For larger examples of heatmaps, see for instance [Measuring Harmful Representations in Scandinavian Language Models](https://arxiv.org/pdf/2211.11678.pdf).

Large dataframes are most often made by collecting tabular data from external sources, rather than typing in values. Tables and plots can also be written to file in several formats. These features will be demonstrated in later notebooks.

## Exercise

Heatmaps are often used for [a confusion matrix with the results of a classifier](https://medium.com/@dtuk81/confusion-matrix-visualization-fc31e3f30fea).
Assume the following results of a model that classifies newspaper articles:

*  10 Sports articles are classified correctly and 5 are classified as Politics;
*  2 Politics articles are classified as Sports and 13 are classified correctly.

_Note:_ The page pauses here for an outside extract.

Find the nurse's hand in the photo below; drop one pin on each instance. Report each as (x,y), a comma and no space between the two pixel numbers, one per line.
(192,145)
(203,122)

Make a 2 x 2 dataframe in which the rows are labeled with the true classes and the columns are the classes assigned by the model. Visualize as a heatmap, which should look about like [this](https://drive.google.com/file/d/1U-42mCVfrl6g-DlkilRW1o1dKfREdOoZ/view?usp=sharing) or like [this](https://drive.google.com/file/d/1_ArAW1LWINuuLFHW7wgDOqQF-TfoLqQD/view?usp=sharing).